Biosourcé avant la lettre
Sven est un grand partisan du bambou depuis des décennies. "Pour ma thèse, je me suis intéressé de près à la construction des huttes des autochtones en Afrique du sud. La façon dont ils travaillaient le bois et la terre a éveillé ma passion pour les matériaux biosourcés bien avant que la tendance se répande un peu partout." Quelques années plus tard, il quitte un emploi bien rémunéré dans un cabinet de conseil en urbanisme et se rend au Brésil avec sa petite amie pour apprendre aux habitants la technique de la construction en bambou. Ils y ont construit un centre communautaire et y reviennent encore régulièrement pour superviser d'autres projets de construction et animer des formations.

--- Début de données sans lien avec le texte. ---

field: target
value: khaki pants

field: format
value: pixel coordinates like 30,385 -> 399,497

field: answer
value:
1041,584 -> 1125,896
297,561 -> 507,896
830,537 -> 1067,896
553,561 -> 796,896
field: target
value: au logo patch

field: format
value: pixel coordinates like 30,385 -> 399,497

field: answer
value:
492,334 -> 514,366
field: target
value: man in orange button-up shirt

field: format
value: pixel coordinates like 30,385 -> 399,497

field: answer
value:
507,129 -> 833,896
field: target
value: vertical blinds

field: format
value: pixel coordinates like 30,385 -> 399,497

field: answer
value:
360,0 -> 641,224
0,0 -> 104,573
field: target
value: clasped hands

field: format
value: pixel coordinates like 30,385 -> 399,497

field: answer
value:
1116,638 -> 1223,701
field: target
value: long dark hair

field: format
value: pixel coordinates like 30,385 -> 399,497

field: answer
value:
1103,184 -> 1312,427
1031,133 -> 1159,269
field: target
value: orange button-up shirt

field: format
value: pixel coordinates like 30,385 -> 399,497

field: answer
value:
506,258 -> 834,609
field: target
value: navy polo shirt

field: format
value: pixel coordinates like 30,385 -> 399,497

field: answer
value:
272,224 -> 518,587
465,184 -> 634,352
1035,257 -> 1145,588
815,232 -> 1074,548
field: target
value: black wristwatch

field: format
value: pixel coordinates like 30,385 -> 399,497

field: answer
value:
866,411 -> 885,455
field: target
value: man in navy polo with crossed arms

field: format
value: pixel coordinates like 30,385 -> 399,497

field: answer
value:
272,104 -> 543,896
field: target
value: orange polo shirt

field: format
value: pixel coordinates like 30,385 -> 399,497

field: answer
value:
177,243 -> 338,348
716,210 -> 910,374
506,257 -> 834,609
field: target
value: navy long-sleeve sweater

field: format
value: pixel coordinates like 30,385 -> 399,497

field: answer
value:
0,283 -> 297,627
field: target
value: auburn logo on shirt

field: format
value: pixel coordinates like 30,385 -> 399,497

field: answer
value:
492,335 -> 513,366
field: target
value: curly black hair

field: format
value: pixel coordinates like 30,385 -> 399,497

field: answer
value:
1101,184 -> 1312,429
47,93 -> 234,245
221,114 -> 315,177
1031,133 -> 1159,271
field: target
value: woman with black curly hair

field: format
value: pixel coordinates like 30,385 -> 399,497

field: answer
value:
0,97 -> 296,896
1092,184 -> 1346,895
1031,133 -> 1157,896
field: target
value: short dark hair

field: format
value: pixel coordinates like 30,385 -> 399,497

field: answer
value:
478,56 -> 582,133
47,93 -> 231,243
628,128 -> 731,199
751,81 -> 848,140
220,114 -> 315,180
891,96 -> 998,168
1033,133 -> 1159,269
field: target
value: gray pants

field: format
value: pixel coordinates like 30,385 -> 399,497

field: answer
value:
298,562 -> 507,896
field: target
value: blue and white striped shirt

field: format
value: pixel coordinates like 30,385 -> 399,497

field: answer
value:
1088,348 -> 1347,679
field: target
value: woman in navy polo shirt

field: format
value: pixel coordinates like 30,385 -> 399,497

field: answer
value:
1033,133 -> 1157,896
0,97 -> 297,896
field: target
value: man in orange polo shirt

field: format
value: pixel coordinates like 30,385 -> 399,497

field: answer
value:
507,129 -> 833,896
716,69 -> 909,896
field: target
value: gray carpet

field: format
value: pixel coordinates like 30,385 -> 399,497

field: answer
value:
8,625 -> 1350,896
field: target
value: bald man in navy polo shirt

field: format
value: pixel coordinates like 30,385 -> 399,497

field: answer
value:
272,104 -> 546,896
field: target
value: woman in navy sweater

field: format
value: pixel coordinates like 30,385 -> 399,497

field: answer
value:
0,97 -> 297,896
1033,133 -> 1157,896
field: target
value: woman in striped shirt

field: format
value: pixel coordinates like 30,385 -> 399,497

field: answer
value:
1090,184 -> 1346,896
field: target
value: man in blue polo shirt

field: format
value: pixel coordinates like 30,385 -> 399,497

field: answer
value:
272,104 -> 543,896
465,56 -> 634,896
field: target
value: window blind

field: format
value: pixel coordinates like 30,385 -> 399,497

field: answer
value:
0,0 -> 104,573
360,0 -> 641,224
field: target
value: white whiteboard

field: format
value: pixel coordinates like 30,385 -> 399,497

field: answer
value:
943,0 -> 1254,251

Les produits à base de lamelles de bambou sont déjà plus répandus chez nous et sont utilisés en construction intérieure et extérieure. On en fait des lames de terrasse, des bardages, des planchers, des poutres, des panneaux et des placages. Pour l'instant, les tiges ne sont pas encore très présentes dans notre architecture. "Bien que le bambou soit parfaitement adapté à la fabrication d’éléments structurels porteurs que l'on réaliserait autrement en acier ou en bois, il s'est avéré difficile d’en convaincre les propriétaires de bâtiments et les architectes. Nous l’avons donc fait dans notre maison. Lorsque nous avons déménagé au Brésil, nous avons transformé une partie de la maison en chambres d'hôtes. Nous avons utilisé du bambou pour la charpente et la passerelle, dont la travée est portée par plusieurs colonnes en bambou."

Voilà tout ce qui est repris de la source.